FOR IMMEDIATE RELEASE: CONTACT: CHRISTI HARLAN
Thursday, June 8, 2000 202-224-0894

GRAMM REITERATES NEED FOR IMF REFORM

Sen. Phil Gramm, chairman of the Senate Committee on Banking, Housing and Urban Affairs, made the following statement today at a hearing on multilateral development institutions, such as the World Bank and other regional development banks.

The hearing, held by the Subcommittee on International Trade and Finance and chaired by subcommittee vice chairman Sen. Mike Crapo, R-Idaho, featured testimony from members of the International Financial Institution Advisory Commission, which recently recommended reforms at the World Bank and the International Monetary Fund.

"I want to thank Dr. Alan Meltzer and every member of the International Financial Institution Advisory Commission for beginning a very important debate. Part of our problem in this job is that we have a lot of things that are happening in many different areas. Almost all of them are closer to home than the World Bank and the IMF. Beneficiaries of the World Bank and the IMF do not vote in my elections.

"But these are important areas that represent at least an effort to fulfill America's mandate to carry freedom and economic opportunity to everybody in the world. I think the commission's report and the debate it has generated has benefitted us all by bringing these issues to the forefront.

"We are here today to look at the World Bank and the development banks, but I do want to say a couple of things about the International Monetary Fund. As many of you will remember, we worked out an agreement with the administration at the end of the last session of Congress to allow a partial revaluation of the IMF's gold reserves as part of a debt-relief effort. We did it only partially to give us an opportunity to look at how it was going.

"We have the potential this summer to go ahead and release the rest of the proceeds from that gold revaluation and also to exert world leadership by having the United States unilaterally forgive uncollectible debt. I had hoped that we would have the opportunity to consider and pass such a bill. I would have to say that, up to this point, we have not been successful in negotiating with the administration.

"Their view has been that debt relief is too important to deal with in the context of reform. My response has been a combination of A) it is too important not to consider in the context of reform and B) if it is not important enough to consider in the context of reform, then it is not important enough to do.

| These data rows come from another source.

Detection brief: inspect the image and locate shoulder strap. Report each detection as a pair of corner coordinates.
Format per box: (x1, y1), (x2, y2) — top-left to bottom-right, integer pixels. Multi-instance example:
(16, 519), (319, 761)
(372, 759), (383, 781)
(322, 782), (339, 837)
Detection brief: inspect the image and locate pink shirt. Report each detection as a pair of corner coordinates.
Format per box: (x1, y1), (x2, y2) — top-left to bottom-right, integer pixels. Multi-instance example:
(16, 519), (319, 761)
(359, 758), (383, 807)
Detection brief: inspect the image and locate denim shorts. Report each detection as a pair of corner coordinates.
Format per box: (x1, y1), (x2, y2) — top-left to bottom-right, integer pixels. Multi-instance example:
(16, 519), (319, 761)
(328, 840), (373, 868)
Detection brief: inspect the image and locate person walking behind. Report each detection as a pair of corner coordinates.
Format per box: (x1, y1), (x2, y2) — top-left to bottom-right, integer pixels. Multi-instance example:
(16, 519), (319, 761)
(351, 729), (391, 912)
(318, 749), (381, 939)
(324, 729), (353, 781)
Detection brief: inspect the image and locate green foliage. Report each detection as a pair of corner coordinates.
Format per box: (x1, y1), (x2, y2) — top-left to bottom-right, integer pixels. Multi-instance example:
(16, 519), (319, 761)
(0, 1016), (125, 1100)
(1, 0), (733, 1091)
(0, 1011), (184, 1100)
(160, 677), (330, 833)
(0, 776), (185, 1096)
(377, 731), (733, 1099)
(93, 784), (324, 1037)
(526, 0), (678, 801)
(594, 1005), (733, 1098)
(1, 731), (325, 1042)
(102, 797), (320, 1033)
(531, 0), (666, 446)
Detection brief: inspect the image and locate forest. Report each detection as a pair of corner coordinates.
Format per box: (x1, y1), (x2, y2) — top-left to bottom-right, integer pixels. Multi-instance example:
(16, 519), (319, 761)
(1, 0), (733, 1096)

"I don't have any belief that we're going to change dramatically the IMF through this bill. But I do think that focusing the IMF on short-term lending and instituting some of the changes that have not been as controversial as others is a movement in the right direction.

"Also, I would say that the people in Texas who I work for are understanding people. They pay their bills, and nobody forgives their debt. But I think they want to know, if we're going to forgive debt, that we've put in place a system in which progress can be made and benefits can be gained from debt forgiveness. My constituents want to know that the benefit of the debt forgiveness, that is lifting the cost of servicing the debt, will go into areas that will promote economic growth and jobs.

"We are at an impasse with the administration. We're certainly willing to continue to work with them, but the bottom line is that we're about to have an election, and we're going to have a new president. If we can work out a reasonable agreement, we'll do it with this administration. But if we can't, we'll wait for the next administration.

"I am willing to compromise, but only if we're going in the right direction. I hope the administration will yet come to an agreement with us and let us pass this bill. I would like to pass this bill on debt forgiveness. I think it's an important thing for the United States to do, and it would give us the moral high ground in this whole debate."